D e grauwe abeel wordt beschouwd als de natuurlijke hybride van de witte abeel en de ratelpopulier. Net als deze vormt hij wortelopslag. De boom kan ongeveer 150 jaar oud worden. Er bestaan overgangsvormen naar de witte abeel en de ratelpopulier. De bladeren van de grauwe abeel zijn minder sterk gelobd dan bij de witte abeel, ook aan lange loten, en ook van onderen minder behaard, maar in veel gevallen is het onderscheid aan de hand van alleen de bladeren niet te maken. Van de ratelpopulier verschilt hij door de tenminste in de jeugd grijsviltige bladeren en knoppen.
Habitus:
Deze boom groeit tot 38 meter hoog.
Bladeren
De bladeren zijn zeer veranderlijk van vorm en grootte, 4- l0 (-15) cm lang aan korte loten rondachtig tot eirond, niet gelobd, grof en stomp getand, aan lange loten min of meer duidelijk gelobd. Bladonderzijde grijsviltig, op den duur verkalend.
Bloemen
De bloemen zijn zoals bij de witte abeel, katjes tot 10 cm lang. Katjesschubben gewimperd, met korte, onregelmatige tanden.

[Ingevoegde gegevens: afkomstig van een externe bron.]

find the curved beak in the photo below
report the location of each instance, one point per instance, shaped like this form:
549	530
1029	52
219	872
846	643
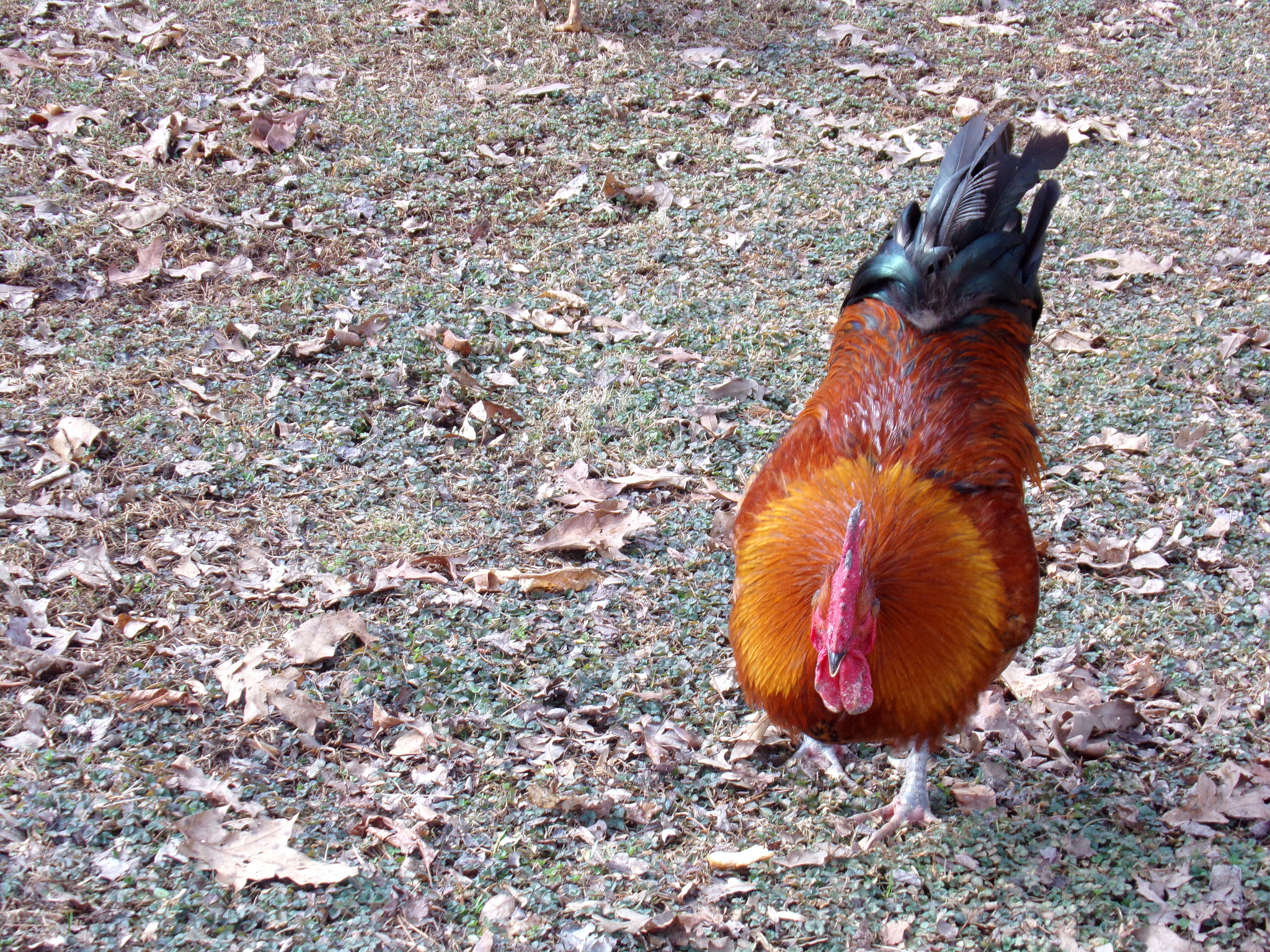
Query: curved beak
836	662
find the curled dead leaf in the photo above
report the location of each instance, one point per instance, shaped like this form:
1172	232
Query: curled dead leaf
259	852
742	860
592	532
318	638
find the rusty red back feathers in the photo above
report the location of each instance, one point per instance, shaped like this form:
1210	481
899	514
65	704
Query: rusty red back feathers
923	416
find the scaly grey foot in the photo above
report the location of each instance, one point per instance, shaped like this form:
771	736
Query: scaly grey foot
824	757
911	808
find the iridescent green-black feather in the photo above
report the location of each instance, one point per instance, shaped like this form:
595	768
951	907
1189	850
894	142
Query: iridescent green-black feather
969	249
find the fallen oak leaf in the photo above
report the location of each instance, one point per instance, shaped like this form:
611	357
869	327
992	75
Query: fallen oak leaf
253	69
1129	262
276	133
92	566
259	852
190	777
318	638
419	13
75	439
742	860
591	531
58	121
140	216
138	701
1118	442
149	260
301	710
572	579
1076	342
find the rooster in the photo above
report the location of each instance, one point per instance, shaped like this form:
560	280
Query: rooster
886	566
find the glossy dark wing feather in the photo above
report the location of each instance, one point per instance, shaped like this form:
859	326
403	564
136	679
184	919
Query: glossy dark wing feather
939	267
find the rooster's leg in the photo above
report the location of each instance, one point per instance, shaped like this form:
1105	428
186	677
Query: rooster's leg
824	757
912	808
574	23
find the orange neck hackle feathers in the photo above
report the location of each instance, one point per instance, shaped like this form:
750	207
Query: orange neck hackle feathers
842	630
935	583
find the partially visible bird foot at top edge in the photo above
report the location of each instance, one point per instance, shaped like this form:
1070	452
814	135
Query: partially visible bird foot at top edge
911	808
574	22
897	814
824	757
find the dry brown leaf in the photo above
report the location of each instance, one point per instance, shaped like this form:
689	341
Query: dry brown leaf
1080	130
734	387
722	527
417	741
259	852
1076	342
1128	263
1140	679
568	192
893	932
1161	938
138	218
978	22
972	798
1024	684
138	701
1236	799
191	777
253	69
75	439
804	857
58	121
742	860
568	299
639	478
149	260
318	638
92	566
420	12
592	531
276	133
301	710
572	579
538	92
1118	442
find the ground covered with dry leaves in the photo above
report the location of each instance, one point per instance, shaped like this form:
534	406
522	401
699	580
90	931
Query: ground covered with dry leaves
378	384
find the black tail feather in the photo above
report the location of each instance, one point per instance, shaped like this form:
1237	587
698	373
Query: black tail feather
967	250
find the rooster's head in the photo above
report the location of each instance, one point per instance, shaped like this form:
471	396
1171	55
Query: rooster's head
842	628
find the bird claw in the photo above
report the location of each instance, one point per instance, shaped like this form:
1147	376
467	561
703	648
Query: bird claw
897	815
822	757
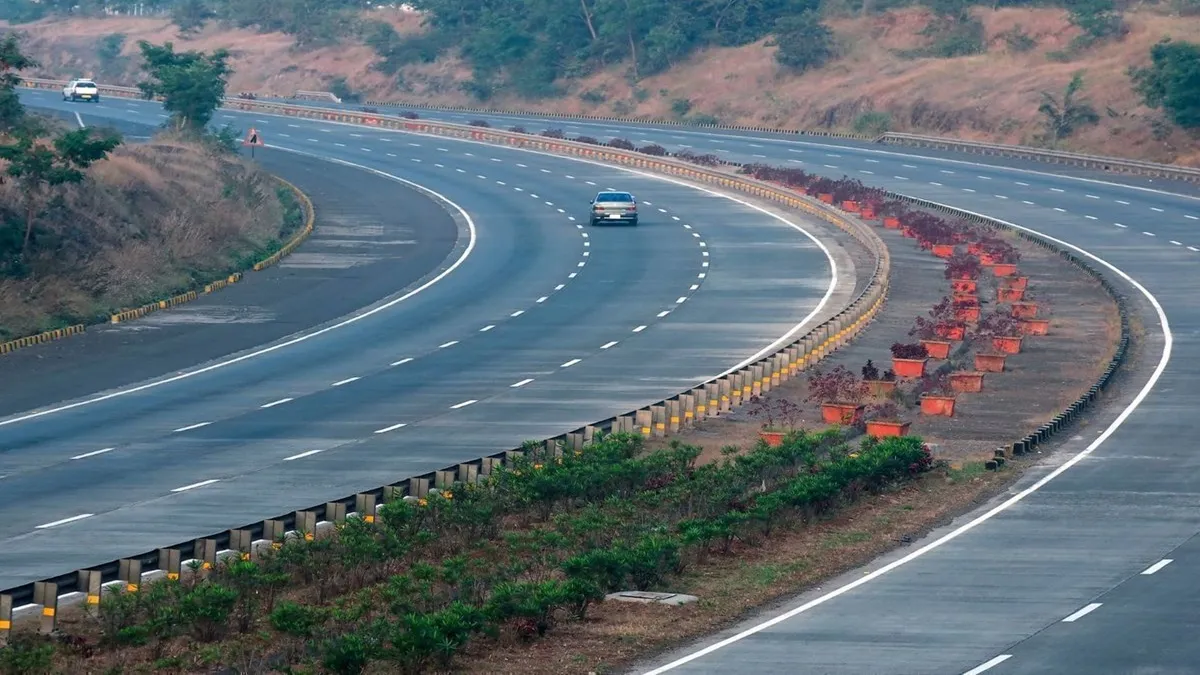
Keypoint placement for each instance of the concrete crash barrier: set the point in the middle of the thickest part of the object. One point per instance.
(706, 400)
(1110, 165)
(47, 336)
(1081, 405)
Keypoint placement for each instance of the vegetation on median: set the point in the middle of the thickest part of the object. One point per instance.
(504, 560)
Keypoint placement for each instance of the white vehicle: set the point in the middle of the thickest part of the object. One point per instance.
(78, 89)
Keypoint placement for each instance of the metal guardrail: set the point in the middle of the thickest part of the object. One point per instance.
(708, 399)
(1096, 162)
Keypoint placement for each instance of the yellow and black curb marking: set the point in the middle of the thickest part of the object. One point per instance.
(48, 336)
(299, 238)
(175, 300)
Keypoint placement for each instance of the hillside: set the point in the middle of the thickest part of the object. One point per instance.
(151, 220)
(987, 96)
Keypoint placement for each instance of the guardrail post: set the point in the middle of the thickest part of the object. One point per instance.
(5, 619)
(273, 531)
(418, 487)
(89, 585)
(169, 562)
(659, 416)
(335, 512)
(46, 593)
(130, 571)
(365, 505)
(645, 420)
(207, 553)
(469, 472)
(306, 524)
(241, 542)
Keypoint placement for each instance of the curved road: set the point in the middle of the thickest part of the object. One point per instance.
(538, 327)
(1087, 565)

Bloeit van maart tot april.
Vruchten
De vruchten zijn als bij de witte abeel, kleine doosvruchten in hangende trossen; zaden zeer klein. De vruchten zijn te vinden van mei tot juni.
Schors
Net als bij de witte abeel geeft de grauwe abeel een lichtgrijs, lang glad blijvend, met grote, ruitvormige lenticellen, schors later donkergrijs, dik, met diepe overlangse spleten.
Verspreiding
De grauwe abeel komt voor in Midden- & Zuid- oost-Europa, West-Azië.
Standplaats
De grauwe abeel is te vinden in ooibossen en in grote rivierdalen.